L’auteur continue de suivre Guillaume de Jumièges pour les négociations permettant d’aboutir à une paix durable. L’archevêque de Rouen, Francon, propose à Rollon le baptême et le mariage avec la fille du roi Charles le Simple, ce que Rollon accepte. L’accord de Saint-Clair-sur-Epte avec le roi de France est conclu dans un délai de trois mois. Rollon reçoit « toute la terre de Neustrie » et toute la Bretagne, c’est-à-dire une Normandie déjà constituée selon la tradition qui a cours depuis la fin du Xe siècle, en particulier dans les milieux rémois, et transmise par Dudon de Saint-Quentin, avant d’être reprise par Guillaume de Jumièges au milieu du XIe siècle [23].

C’est au début de l’année 912 que Rollon est baptisé par l’archevêque de Rouen, avec pour parrain le duc des Francs Robert qui lui donne son nom. Rollon, en véritable prince chrétien, offre des terres aux principaux monastères normands. Le rédacteur des Grandes Chroniques reprend la liste des églises bénéficiaires donnée non par Guillaume de Jumièges, mais par Orderic Vital d’après Dudon de Saint-Quentin, dans son remaniement de l’œuvre des Gesta Normannorum Ducum : Notre-Dame de Rouen, Notre-Dame de Bayeux, Notre-Dame d’Évreux, Saint-Michel-en-Péril-de-Mer (c’est-à-dire Saint-Michel l’Archange), Saint-Père et Saint-Ouen à Rouen, Saint-Père et Saint-Acadie (ou Achard) de Jumièges, Saint-Denis de France (qui reçoit l’église de Berneval) [24]. Cette dernière donation explique peut-être l’intérêt accordé à cette liste par le chroniqueur de Saint-Denis.

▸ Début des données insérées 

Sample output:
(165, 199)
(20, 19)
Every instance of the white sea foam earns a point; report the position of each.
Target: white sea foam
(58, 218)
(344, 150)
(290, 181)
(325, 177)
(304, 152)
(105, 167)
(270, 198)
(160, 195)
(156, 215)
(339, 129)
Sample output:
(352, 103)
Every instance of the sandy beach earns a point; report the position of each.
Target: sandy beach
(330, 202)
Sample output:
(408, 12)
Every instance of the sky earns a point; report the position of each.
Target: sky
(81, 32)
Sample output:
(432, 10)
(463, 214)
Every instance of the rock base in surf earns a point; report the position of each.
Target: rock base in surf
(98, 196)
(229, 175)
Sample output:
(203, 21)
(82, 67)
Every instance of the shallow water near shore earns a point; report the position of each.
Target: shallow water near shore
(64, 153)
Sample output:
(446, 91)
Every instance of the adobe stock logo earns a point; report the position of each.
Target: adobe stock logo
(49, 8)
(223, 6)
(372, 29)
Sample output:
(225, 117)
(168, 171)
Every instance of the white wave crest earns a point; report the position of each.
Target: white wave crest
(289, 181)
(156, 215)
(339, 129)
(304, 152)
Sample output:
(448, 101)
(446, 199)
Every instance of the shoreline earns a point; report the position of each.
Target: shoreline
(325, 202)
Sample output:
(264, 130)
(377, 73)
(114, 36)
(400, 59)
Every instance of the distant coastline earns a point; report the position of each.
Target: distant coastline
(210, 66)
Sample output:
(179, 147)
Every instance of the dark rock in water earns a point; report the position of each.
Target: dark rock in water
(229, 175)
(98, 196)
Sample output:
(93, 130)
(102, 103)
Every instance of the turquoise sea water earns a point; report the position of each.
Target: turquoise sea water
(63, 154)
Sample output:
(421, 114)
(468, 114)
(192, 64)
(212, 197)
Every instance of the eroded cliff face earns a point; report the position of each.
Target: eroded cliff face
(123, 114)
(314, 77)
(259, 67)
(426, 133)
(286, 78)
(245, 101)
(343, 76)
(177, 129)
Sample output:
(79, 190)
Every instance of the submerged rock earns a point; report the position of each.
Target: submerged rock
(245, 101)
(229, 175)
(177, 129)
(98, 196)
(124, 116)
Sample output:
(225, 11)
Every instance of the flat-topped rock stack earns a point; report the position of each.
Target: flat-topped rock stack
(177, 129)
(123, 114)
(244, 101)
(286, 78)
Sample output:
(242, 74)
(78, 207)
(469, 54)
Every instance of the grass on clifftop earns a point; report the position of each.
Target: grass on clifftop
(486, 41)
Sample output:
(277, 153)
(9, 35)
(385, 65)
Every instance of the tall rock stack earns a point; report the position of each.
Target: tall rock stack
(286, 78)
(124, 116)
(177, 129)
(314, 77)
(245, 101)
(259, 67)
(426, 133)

Et au huitième jour, Rollon donna des terres à ses compagnons, toujours selon une interpolation d’Orderic Vital (reprise de Dudon de Saint-Quentin) [25]. À l’exemple de leur chef, les Normands « guerpirent les idoles et coururent au saint baptesme d’un cuer et d’une volonté [26] ». Une vision idéale de la christianisation de la Normandie qui a été depuis largement revue [27] !

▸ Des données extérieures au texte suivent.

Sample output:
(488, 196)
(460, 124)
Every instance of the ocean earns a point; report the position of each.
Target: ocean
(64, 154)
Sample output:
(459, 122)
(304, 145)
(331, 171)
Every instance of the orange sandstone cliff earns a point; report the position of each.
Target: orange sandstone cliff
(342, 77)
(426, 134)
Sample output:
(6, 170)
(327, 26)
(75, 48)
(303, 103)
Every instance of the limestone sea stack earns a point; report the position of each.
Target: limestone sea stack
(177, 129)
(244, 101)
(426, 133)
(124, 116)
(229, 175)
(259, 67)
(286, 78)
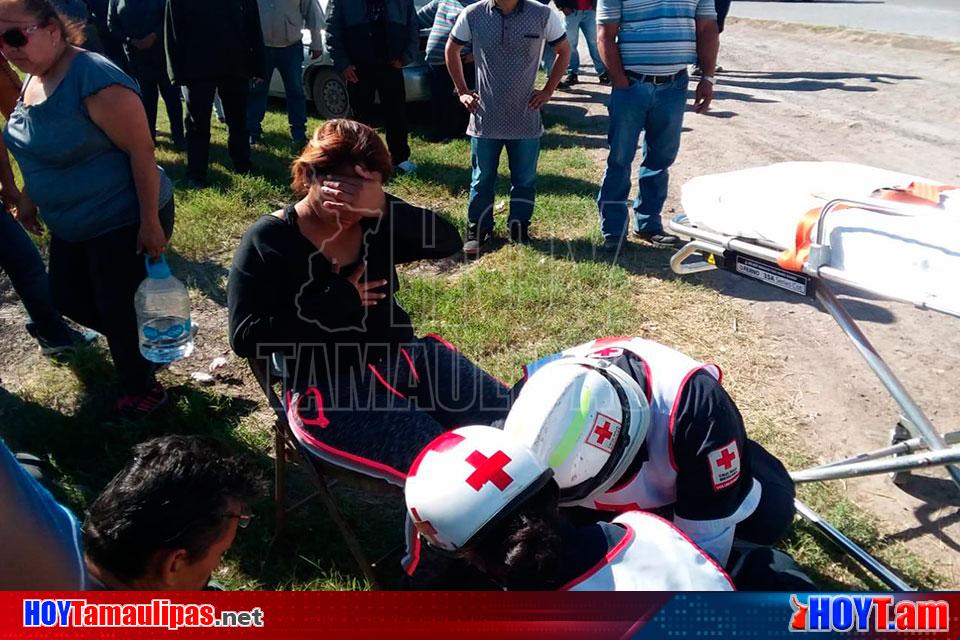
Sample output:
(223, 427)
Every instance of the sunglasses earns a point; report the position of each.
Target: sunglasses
(17, 37)
(243, 518)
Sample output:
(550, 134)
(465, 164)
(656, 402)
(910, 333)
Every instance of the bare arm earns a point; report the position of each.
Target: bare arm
(469, 99)
(610, 54)
(541, 97)
(451, 55)
(119, 112)
(562, 49)
(708, 45)
(8, 185)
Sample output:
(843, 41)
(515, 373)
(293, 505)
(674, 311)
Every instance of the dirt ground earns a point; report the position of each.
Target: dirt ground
(789, 92)
(796, 93)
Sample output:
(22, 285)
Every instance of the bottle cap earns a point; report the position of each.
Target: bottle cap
(157, 270)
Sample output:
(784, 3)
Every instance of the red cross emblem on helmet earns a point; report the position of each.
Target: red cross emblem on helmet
(604, 433)
(488, 470)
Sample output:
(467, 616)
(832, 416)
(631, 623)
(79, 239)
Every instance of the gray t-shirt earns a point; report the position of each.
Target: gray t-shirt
(507, 51)
(81, 181)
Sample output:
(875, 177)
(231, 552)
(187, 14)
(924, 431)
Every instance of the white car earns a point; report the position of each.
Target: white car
(326, 89)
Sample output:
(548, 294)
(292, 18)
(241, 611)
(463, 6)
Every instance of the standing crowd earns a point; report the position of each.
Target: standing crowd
(618, 464)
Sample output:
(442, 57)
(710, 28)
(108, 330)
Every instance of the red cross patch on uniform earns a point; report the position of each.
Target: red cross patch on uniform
(607, 352)
(724, 465)
(604, 433)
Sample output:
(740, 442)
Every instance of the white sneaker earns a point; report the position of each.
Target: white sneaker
(406, 167)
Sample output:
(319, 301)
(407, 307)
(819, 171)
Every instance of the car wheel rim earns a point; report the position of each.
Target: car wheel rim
(335, 97)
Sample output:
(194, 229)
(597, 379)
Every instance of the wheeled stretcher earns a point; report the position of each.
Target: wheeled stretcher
(806, 227)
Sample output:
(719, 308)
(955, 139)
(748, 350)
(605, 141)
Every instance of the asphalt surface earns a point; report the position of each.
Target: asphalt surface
(938, 19)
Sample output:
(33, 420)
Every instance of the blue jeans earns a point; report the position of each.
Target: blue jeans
(21, 261)
(289, 62)
(485, 158)
(656, 110)
(585, 21)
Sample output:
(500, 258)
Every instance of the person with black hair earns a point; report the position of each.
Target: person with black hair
(629, 424)
(98, 190)
(165, 521)
(481, 496)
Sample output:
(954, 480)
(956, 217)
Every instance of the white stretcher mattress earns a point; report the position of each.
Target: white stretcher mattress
(914, 258)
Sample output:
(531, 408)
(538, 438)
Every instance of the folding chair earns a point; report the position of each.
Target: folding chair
(286, 443)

Le mariage avec la fille du roi Charles le Simple, Gisla, est uniquement évoqué à travers la mention de l’absence de descendance. Les deux chapitres sur la vie de Rollon s’achèvent sur un paragraphe parfois confus, en grande partie repris sur les dernières lignes de la biographie de Rollon, telles que les a rédigées Guillaume de Jumièges. À la mort de Gisla, Rollon se tourne à nouveau vers « Popa » dont il a déjà eu un fils, Guillaume, paré de toutes les qualités. Dépendant manifestement de sa source narrative, Primat fait ici allusion pour la première fois à Popa, sans autre information sur son origine. Le moine de Saint-Denis ignore le passage dans lequel Guillaume de Jumièges a raconté l’union more Danico de Rollon et de Popa et la naissance de leur premier enfant, une fille nommée Gerloc [28]. Guillaume, autre fruit de cette union, est désigné comme héritier par son père qui, selon Primat, vit encore cinq ans avant de s’éteindre. La date de la mort de Rollon reste en effet incertaine, sans doute entre 927 et 933.

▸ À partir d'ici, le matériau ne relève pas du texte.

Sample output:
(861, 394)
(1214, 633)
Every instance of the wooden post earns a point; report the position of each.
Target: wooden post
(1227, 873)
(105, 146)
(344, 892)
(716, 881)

Du « tyran » païen au prince chrétien

Copié sur deux colonnes, le manuscrit de Primat est illustré de trente-neuf images, vingt et une initiales historiées et dix-huit miniatures, dont l’insertion permet de signaler les règnes au fil du texte [29]. Les Normands sont mis en scène sous les traits de combattants anonymes, en chevaliers du XIIIe siècle, anachronisme récurrent de l’iconographie médiévale. Au folio 209 recto, le début du règne de Charles le Simple est introduit par une initiale historiée « M », montrant une scène de combat ; le texte entourant l’image peut laisser penser qu’il s’agit du duc Richard de Bourgogne chassant les Normands « de la contrée de Tonnourre », Argenteuil [30]. La forme de la lettre a permis à l’enlumineur de diviser l’image : à droite, sur un fond or, Richard et ses troupes, la lance pointée, chargent les Normands représentés sur la gauche, qui fuient tout en jetant un regard sur leurs poursuivants. Les armoiries peintes relèvent de l’héraldique imaginaire et rien n’identifie ou ne différencie les Normands, par exemple, des Saxons peints au folio 79 du même manuscrit [31]. Aucune miniature ne met en scène Rollon, aucune illustration de son baptême et de son mariage avec la fille du roi de France : la rubrique écrite en rouge annonçant l’histoire de Rollon (folio 209 verso) n’appelle pas ici d’image, réservée dans ce manuscrit aux changements de règnes [32].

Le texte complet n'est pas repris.